BOSTON -- After a tough weekend for Bobby Jenks, who blew a lead and was saddled with Friday's 5-4 loss, then came in Sunday and blew a two-run lead, Red Sox manager Terry Francona said "we are not going to run from him. He's going to help us win a lot of games.''

While Francona voiced his support, he has cause to consider taking the same approach with Jenks as he did with Carl Crawford when he dropped Crawford to the No. 8 hole in the batting order. Until Jenks gets his act together, Francona might want to avoid using him in a close games -- the preferred term these days is "high-leverage" situations. Matt Albers, who retired all six batters he faced in the seventh and eighth innings, has a 1.13 ERA and provides a logical alternative to Jenks, whose ERA now stands at 9.35.

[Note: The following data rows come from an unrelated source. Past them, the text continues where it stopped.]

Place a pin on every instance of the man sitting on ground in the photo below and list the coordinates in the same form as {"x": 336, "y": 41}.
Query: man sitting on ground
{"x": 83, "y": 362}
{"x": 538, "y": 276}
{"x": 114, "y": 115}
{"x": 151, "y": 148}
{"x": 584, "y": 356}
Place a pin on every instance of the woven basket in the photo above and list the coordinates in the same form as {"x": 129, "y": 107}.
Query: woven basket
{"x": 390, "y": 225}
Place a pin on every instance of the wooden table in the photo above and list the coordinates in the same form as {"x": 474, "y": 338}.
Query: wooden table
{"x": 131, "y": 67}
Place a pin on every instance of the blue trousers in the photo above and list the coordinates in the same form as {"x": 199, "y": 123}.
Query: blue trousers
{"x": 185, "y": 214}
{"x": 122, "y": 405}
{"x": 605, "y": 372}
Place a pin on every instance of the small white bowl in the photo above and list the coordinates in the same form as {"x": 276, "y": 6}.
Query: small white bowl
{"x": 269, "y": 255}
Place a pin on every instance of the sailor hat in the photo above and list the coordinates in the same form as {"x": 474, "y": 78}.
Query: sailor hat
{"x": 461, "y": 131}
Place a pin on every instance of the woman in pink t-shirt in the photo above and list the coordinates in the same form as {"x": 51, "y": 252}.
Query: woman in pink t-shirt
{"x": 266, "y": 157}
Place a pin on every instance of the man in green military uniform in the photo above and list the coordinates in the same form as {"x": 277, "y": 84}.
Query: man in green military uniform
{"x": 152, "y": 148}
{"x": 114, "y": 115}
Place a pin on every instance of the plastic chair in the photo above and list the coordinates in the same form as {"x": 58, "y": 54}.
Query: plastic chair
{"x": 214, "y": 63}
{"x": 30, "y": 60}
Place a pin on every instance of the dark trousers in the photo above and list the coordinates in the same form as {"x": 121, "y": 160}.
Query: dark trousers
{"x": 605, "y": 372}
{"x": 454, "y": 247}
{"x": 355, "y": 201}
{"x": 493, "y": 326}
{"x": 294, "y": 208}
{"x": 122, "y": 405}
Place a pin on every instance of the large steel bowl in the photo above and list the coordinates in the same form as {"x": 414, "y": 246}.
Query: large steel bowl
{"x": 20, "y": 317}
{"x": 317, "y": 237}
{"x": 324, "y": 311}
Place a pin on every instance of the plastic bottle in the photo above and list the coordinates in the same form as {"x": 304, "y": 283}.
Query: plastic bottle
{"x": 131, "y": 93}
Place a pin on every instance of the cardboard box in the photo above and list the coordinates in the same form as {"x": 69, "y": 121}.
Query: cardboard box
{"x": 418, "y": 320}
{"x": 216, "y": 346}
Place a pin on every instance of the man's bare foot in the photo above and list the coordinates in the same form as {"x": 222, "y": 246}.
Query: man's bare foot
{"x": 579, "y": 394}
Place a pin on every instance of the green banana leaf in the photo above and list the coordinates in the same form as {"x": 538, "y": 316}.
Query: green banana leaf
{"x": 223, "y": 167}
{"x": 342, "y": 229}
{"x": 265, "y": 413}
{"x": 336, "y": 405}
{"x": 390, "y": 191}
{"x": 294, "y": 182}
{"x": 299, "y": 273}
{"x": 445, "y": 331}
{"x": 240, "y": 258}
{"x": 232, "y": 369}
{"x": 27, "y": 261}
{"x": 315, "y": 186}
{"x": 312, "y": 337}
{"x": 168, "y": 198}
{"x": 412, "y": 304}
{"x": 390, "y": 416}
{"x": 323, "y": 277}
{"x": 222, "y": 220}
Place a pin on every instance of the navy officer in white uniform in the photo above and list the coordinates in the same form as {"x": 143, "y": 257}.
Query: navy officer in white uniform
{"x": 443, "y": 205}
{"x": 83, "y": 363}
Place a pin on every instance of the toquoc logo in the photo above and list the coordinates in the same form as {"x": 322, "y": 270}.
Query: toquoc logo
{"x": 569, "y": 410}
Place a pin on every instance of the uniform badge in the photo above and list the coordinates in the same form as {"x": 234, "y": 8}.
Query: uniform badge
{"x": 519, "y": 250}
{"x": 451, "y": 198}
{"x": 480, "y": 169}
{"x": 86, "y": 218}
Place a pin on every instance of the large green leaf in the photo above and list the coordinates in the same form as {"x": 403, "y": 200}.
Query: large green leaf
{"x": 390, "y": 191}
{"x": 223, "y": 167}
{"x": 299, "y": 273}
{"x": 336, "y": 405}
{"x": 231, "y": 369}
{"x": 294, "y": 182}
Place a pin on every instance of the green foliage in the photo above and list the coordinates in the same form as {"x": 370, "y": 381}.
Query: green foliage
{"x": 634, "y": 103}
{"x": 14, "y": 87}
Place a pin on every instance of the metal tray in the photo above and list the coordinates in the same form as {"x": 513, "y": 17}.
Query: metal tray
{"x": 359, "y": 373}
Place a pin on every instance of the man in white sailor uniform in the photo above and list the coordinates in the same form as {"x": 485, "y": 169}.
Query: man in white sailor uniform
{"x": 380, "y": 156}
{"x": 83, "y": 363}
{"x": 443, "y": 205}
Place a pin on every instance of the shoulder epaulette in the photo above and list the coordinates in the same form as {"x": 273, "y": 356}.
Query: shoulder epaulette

The former White Sox closer gave up a single to the first batter he faced, Miguel Olivo, threw a wild pitch, then walked three batters in succession to force home two runs to tie the score after he relieved Tim Wakefield with one on and two outs in the sixth. When Jenks finally did record an out, the ball was struck hard, Michael Saunders lining to Crawford in left.

Jenks' velocity was the best the Sox have seen all season, averaging more than 94 miles per hour and topping out at 97, according to Brooks by Baseball. "I think he was getting mad,'' Francona said.

But of the 17 fastballs Jenks threw, only five were strikes, just one swinging. Jenks went through one stretch in which he threw 19 consecutive pitches without the Mariners offering at a single one. And you can't say he was missing by the length of the hair on his chinny, chin chin, because after Friday's loss, Jenks shaved off his whisk-broom beard.

Jenks, who was loudly booed as he came off the mound Sunday, told reporters after the game that he had spotted a mechanical flaw that he hoped could be easily corrected. "He just needs a good inning to relax,'' Francona said.

But maybe it would be best, for the time being, if that inning come in less stressful circumstances.